A gambler plays seven games one after the other and the chance to win each of them is $\frac{1}{3}$, independently of the others. For $k = 1, ..., 7$, if the gambler wins game number $k$, then the gambler gets $k$ gold coins. Denote by $X$ the total number of gold coins won in all seven games.
$a$. Compute $P(X = 3)$
$b$. Compute $E(X)$
For part $a$ I know the only way to get $3$ coins is if the gambler only wins games $1$ and $2$ or only wins game $3$. I'm not sure how to get the actual probability for this. Is there a formula I should use?
For part $b$ is it just $E(X) = 1(\frac{1}{3}) + 2(\frac{1}{3}) + 3(\frac{1}{3}) + ... + 7(\frac{1}{3}) $?

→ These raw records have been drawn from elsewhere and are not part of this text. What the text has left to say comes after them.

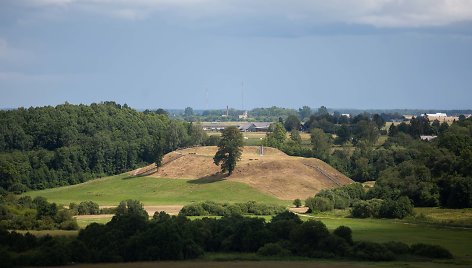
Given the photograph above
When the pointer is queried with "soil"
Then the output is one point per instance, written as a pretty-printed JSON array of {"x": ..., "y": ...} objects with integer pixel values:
[{"x": 275, "y": 173}]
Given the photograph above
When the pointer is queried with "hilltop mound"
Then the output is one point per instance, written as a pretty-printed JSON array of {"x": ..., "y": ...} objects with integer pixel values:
[{"x": 275, "y": 173}]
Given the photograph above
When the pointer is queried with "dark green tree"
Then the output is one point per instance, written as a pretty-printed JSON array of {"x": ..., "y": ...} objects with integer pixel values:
[
  {"x": 295, "y": 136},
  {"x": 229, "y": 149},
  {"x": 304, "y": 112},
  {"x": 343, "y": 134},
  {"x": 321, "y": 144},
  {"x": 292, "y": 122},
  {"x": 188, "y": 111},
  {"x": 276, "y": 135}
]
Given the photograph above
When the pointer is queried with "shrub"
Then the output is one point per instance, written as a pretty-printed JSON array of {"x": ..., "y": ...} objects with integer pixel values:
[
  {"x": 193, "y": 210},
  {"x": 366, "y": 209},
  {"x": 319, "y": 204},
  {"x": 340, "y": 199},
  {"x": 273, "y": 249},
  {"x": 398, "y": 248},
  {"x": 431, "y": 251},
  {"x": 216, "y": 209},
  {"x": 344, "y": 233},
  {"x": 88, "y": 208},
  {"x": 372, "y": 251},
  {"x": 297, "y": 203},
  {"x": 396, "y": 209}
]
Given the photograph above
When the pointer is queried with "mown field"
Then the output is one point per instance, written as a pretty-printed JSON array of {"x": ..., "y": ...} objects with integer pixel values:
[
  {"x": 457, "y": 240},
  {"x": 267, "y": 264},
  {"x": 154, "y": 191}
]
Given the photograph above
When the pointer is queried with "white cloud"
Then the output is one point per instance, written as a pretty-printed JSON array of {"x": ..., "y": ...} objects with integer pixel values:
[
  {"x": 379, "y": 13},
  {"x": 22, "y": 77}
]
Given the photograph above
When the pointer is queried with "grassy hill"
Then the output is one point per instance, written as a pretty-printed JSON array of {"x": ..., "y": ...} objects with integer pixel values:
[
  {"x": 274, "y": 173},
  {"x": 154, "y": 191}
]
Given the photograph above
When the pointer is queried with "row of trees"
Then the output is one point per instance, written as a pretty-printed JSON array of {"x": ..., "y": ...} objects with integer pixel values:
[
  {"x": 428, "y": 173},
  {"x": 131, "y": 236},
  {"x": 24, "y": 213},
  {"x": 68, "y": 144}
]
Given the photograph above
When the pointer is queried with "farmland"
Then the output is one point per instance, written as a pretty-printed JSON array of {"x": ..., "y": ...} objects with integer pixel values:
[{"x": 153, "y": 191}]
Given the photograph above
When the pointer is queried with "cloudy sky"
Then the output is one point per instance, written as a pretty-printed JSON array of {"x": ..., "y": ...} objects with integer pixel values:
[{"x": 251, "y": 53}]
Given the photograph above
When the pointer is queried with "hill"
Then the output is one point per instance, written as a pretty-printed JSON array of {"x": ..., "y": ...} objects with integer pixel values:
[
  {"x": 274, "y": 173},
  {"x": 152, "y": 191}
]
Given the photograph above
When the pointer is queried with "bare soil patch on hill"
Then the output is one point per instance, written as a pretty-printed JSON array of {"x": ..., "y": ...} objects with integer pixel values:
[{"x": 285, "y": 177}]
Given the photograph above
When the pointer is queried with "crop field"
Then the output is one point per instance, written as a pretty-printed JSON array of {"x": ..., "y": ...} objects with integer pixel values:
[
  {"x": 154, "y": 191},
  {"x": 257, "y": 263},
  {"x": 254, "y": 138},
  {"x": 457, "y": 240}
]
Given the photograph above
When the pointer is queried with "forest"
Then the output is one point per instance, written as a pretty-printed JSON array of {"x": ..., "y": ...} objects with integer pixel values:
[
  {"x": 48, "y": 147},
  {"x": 430, "y": 173},
  {"x": 68, "y": 144},
  {"x": 132, "y": 236}
]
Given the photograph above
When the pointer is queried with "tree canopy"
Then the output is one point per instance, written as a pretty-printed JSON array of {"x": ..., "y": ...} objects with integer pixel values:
[{"x": 229, "y": 149}]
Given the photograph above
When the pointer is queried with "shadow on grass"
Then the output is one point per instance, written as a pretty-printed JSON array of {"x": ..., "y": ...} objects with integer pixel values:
[{"x": 209, "y": 179}]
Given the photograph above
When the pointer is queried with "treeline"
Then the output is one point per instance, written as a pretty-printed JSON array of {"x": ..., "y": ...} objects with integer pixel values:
[
  {"x": 132, "y": 236},
  {"x": 54, "y": 146},
  {"x": 209, "y": 208},
  {"x": 24, "y": 213},
  {"x": 429, "y": 173},
  {"x": 362, "y": 204}
]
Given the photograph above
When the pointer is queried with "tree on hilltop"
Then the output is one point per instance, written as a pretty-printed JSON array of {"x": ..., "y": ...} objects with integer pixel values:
[{"x": 229, "y": 149}]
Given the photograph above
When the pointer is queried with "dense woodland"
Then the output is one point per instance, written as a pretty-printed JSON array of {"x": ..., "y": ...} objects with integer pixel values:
[
  {"x": 132, "y": 236},
  {"x": 68, "y": 144},
  {"x": 429, "y": 173}
]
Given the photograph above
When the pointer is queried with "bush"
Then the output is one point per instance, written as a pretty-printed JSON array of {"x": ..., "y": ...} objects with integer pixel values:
[
  {"x": 273, "y": 249},
  {"x": 216, "y": 209},
  {"x": 396, "y": 209},
  {"x": 319, "y": 204},
  {"x": 340, "y": 199},
  {"x": 431, "y": 251},
  {"x": 88, "y": 208},
  {"x": 344, "y": 233},
  {"x": 372, "y": 251},
  {"x": 297, "y": 203},
  {"x": 399, "y": 248},
  {"x": 366, "y": 209}
]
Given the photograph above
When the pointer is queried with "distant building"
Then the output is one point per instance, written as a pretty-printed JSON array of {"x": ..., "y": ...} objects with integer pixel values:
[
  {"x": 441, "y": 117},
  {"x": 437, "y": 115},
  {"x": 244, "y": 115},
  {"x": 428, "y": 138},
  {"x": 255, "y": 127}
]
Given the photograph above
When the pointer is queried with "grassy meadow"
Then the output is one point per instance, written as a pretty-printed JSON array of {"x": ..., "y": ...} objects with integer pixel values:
[{"x": 154, "y": 191}]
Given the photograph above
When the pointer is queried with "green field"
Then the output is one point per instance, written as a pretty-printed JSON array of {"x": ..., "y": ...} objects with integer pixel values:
[
  {"x": 457, "y": 240},
  {"x": 251, "y": 261},
  {"x": 154, "y": 191}
]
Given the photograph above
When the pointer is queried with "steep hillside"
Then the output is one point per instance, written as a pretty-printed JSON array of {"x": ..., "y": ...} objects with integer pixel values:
[{"x": 285, "y": 177}]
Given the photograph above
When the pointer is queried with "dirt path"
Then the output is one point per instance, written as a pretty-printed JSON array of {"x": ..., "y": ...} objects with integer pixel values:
[{"x": 169, "y": 209}]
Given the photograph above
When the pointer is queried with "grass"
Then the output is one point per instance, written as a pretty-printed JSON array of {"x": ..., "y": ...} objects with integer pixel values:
[
  {"x": 154, "y": 191},
  {"x": 83, "y": 222},
  {"x": 246, "y": 261},
  {"x": 40, "y": 233},
  {"x": 458, "y": 241},
  {"x": 444, "y": 216}
]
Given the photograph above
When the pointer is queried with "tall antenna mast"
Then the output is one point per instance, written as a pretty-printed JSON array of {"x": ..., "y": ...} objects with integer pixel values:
[
  {"x": 242, "y": 95},
  {"x": 206, "y": 98}
]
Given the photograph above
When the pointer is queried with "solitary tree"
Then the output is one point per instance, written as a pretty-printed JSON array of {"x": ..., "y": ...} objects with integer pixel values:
[
  {"x": 229, "y": 149},
  {"x": 321, "y": 143},
  {"x": 276, "y": 136},
  {"x": 292, "y": 122}
]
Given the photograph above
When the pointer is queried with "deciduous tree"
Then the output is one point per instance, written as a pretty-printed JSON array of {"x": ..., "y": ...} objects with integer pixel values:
[{"x": 229, "y": 149}]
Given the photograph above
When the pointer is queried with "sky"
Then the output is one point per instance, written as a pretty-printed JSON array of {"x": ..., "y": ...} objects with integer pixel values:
[{"x": 207, "y": 54}]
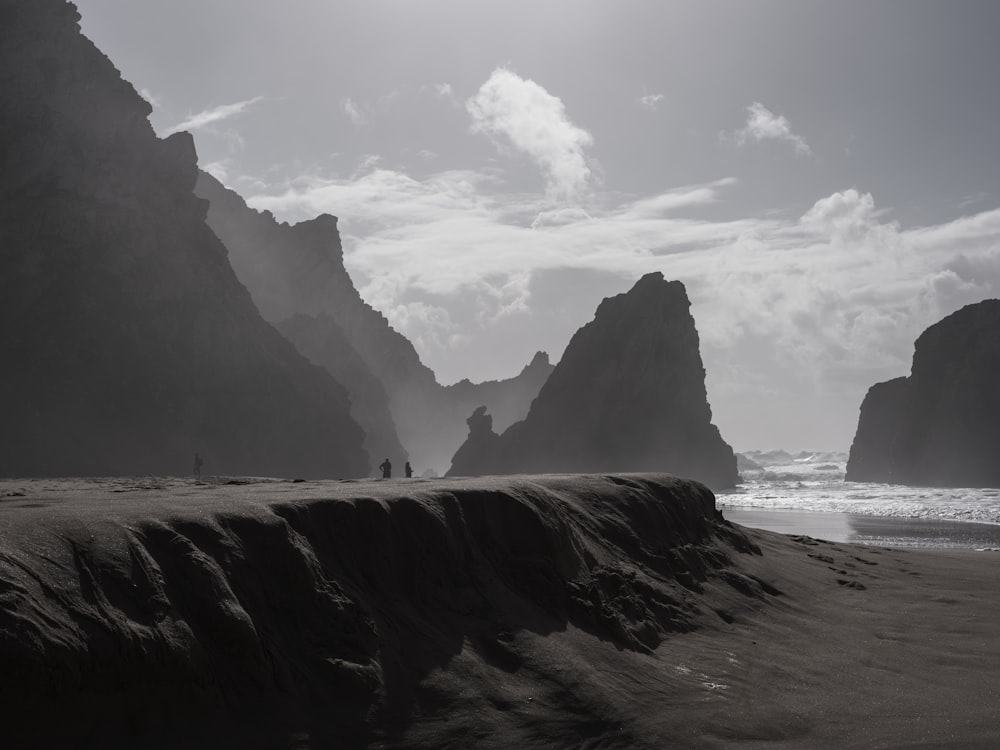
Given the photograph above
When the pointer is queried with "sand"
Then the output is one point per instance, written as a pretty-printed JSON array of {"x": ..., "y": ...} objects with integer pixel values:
[
  {"x": 879, "y": 531},
  {"x": 533, "y": 612}
]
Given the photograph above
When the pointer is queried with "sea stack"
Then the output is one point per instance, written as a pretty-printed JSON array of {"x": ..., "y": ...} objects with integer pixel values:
[
  {"x": 941, "y": 425},
  {"x": 628, "y": 395},
  {"x": 296, "y": 271},
  {"x": 128, "y": 342}
]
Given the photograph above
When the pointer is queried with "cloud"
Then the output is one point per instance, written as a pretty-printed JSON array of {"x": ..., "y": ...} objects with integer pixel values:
[
  {"x": 213, "y": 115},
  {"x": 352, "y": 110},
  {"x": 534, "y": 122},
  {"x": 763, "y": 124},
  {"x": 651, "y": 101},
  {"x": 797, "y": 315}
]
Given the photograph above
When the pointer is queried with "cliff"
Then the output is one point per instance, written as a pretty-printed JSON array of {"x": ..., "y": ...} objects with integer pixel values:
[
  {"x": 941, "y": 425},
  {"x": 628, "y": 395},
  {"x": 128, "y": 342},
  {"x": 299, "y": 270},
  {"x": 272, "y": 614},
  {"x": 870, "y": 459}
]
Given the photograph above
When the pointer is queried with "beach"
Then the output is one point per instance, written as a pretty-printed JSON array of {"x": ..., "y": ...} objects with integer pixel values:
[
  {"x": 537, "y": 612},
  {"x": 885, "y": 531}
]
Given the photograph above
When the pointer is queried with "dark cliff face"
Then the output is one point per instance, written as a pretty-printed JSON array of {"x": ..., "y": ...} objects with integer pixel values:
[
  {"x": 299, "y": 270},
  {"x": 628, "y": 395},
  {"x": 128, "y": 342},
  {"x": 942, "y": 423},
  {"x": 870, "y": 459},
  {"x": 320, "y": 339}
]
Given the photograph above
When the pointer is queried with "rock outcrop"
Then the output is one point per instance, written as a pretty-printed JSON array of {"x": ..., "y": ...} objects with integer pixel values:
[
  {"x": 322, "y": 341},
  {"x": 941, "y": 425},
  {"x": 299, "y": 270},
  {"x": 128, "y": 342},
  {"x": 881, "y": 415},
  {"x": 628, "y": 395}
]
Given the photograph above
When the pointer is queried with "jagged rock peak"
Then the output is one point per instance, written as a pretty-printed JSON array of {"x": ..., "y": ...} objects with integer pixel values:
[
  {"x": 628, "y": 395},
  {"x": 941, "y": 425}
]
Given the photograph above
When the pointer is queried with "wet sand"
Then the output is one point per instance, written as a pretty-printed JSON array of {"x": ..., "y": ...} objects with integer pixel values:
[{"x": 870, "y": 530}]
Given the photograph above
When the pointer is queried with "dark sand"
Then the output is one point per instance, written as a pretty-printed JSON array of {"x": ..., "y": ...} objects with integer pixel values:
[{"x": 538, "y": 612}]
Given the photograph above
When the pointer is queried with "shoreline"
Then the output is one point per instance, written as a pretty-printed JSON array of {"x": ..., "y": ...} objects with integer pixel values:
[{"x": 856, "y": 528}]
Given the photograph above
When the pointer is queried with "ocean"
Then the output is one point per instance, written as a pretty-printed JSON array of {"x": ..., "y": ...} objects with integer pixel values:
[{"x": 805, "y": 493}]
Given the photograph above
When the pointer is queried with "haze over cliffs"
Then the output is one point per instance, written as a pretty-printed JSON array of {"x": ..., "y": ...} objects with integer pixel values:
[
  {"x": 298, "y": 270},
  {"x": 941, "y": 425},
  {"x": 128, "y": 342},
  {"x": 628, "y": 395}
]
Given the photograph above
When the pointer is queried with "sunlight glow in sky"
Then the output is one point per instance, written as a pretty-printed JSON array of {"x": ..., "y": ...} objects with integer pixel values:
[{"x": 822, "y": 177}]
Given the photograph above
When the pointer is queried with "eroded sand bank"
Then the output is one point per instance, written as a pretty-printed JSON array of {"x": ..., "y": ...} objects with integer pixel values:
[{"x": 520, "y": 611}]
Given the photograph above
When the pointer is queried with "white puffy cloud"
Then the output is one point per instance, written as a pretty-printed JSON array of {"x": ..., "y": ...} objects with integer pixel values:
[
  {"x": 212, "y": 115},
  {"x": 797, "y": 315},
  {"x": 534, "y": 122},
  {"x": 763, "y": 125},
  {"x": 650, "y": 101},
  {"x": 352, "y": 110}
]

Your reasoning for a is correct. How do you calculate the probability of the outcome that he wins a specified number of games out of the seven. Since the games are independent, the probability of him winning game $i$ is independent of the other games. Let $W_i$ denote the event that he wins game $i$ and $W_i^c$ the event that he loses game $i$. Thus the event that he wins the first two games and loses the others is $$P(W_1\cap W_2\cap W_3^c \cap W_4^c \cap W_5^c \cap W_6^c \cap W_7^c)=P(W_1)P(W_2)P(W_3^c)P(W_4^c)P(W_5^c)P(W_6^c)P(W_7^c)$$ by independence. And you know how to calculate each of the probabilities on the right.